A miles de kilómetros estaba la guerra. A miles de kilómetros estaban el río Kama y los Urales, que todo lo habían visto y todo lo sabían. Y las galaxias. Las galaxias lo sabían todo. A medianoche, sus rayos entraban por la ventana de la habitación de Tatiana en la isla de Ellis y le susurraban: «No te rindas. Ya lloraremos nosotras. Tú vive». Los ecos del edificio hablaban con Tatiana, los pasillos tenían un aire familiar, las sábanas blancas, el olor a salitre, la espalda de la Estatua de la Libertad, la brisa nocturna, las luces de la ciudad de ensueño que palpitaba al otro lado de la bahía… Tatiana vivía ya en una isla de ensueño, y lo que necesitaba no podía encontrarlo en Nueva York.

El fuego se ha apagado. Ya ha oscurecido y ellos siguen en el claro, sentados sobre la manta. Alexander separa las piernas y Tatiana se acomoda entre ellas, apoyando la espalda en el pecho de él. Los brazos de Alexander la envuelven. Los dos alzan los ojos hacia el cielo, en silencio.

—Tania —susurra Alexander, y le da un beso en lo alto de la cabeza—, ¿ves las estrellas?

—Claro.

—¿Quieres que hagamos el amor aquí mismo? Apartemos la manta y hagamos el amor para que nos vean las estrellas… así nunca nos olvidarán.

—Shura… —La voz de Tatiana es dulce y triste—. Ya nos han visto, ya lo saben. ¿Ves esa constelación de la derecha? ¿Ves las estrellas de abajo, que dibujan una sonrisa? Nos están sonriendo… —Hace una pausa—. La he visto a menudo mirándote desde arriba.

—Sí —concede Alexander, y la abraza más fuerte y ciñe la manta alrededor de su cuerpo—. Creo que es la constelación de Perseo, el héroe griego…

—Ya sé quién es Perseo… —Tatiana asiente con un gesto—. Cuando era pequeña, vivía sumergida en la mitología griega. —Se acurruca contra él—. Me gusta que Perseo nos sonría mientras me haces el amor.

—¿Sabías que en la constelación de Perseo, las estrellas amarillas son las que se aproximan a la implosión y las azules, que son las más grandes y brillantes…?

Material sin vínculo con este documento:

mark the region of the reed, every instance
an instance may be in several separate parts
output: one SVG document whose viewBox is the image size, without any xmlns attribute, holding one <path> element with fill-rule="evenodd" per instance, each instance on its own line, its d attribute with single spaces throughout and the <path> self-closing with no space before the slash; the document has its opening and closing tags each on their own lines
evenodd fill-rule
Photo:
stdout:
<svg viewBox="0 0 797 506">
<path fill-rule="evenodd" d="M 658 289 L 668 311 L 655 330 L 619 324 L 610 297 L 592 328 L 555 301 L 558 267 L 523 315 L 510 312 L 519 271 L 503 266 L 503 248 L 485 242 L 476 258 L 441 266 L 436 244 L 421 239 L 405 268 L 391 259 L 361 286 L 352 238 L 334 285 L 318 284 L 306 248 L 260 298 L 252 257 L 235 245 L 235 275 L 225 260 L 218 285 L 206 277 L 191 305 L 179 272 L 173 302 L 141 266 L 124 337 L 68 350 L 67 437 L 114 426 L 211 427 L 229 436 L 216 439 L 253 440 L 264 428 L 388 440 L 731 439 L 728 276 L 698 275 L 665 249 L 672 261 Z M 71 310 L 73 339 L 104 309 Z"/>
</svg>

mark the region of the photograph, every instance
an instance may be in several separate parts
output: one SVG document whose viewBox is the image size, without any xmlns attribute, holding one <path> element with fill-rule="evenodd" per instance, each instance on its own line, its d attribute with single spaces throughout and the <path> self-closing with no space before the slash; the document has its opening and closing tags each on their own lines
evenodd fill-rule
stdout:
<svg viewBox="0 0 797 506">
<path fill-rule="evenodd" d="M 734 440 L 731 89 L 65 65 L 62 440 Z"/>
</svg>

—Y que se llaman «novas…».

—Si… ¿sabías que ésas se van volviendo cada vez más luminosas, hasta que explotan y se apagan? Mira cuántas estrellas azules hay alrededor de la sonrisa, Tatia.

—Las veo.

—¿Oyes el viento estelar?

—Oigo un rumor.

—¿Oyes el susurro del viento que sopla desde el firmamento, ese susurro que viene de la antigüedad y viaja hacia la eternidad…?

—¿Qué es lo que susurra?

—Tatiana… Tatiana… Ta… tiana…

—Calla, por favor.

—No lo olvides. Dondequiera que estés, si puedes mirar al cielo y ver la constelación de Perseo, si ves su sonrisa y oyes cómo el viento estelar susurra tu nombre, sabrás que te estoy llamando para que vuelvas a Lazarevo.

—No tendrás que llamarme, soldado —dice Tatiana, apoyando la cara en el brazo de Alexander—. Nunca me iré de aquí.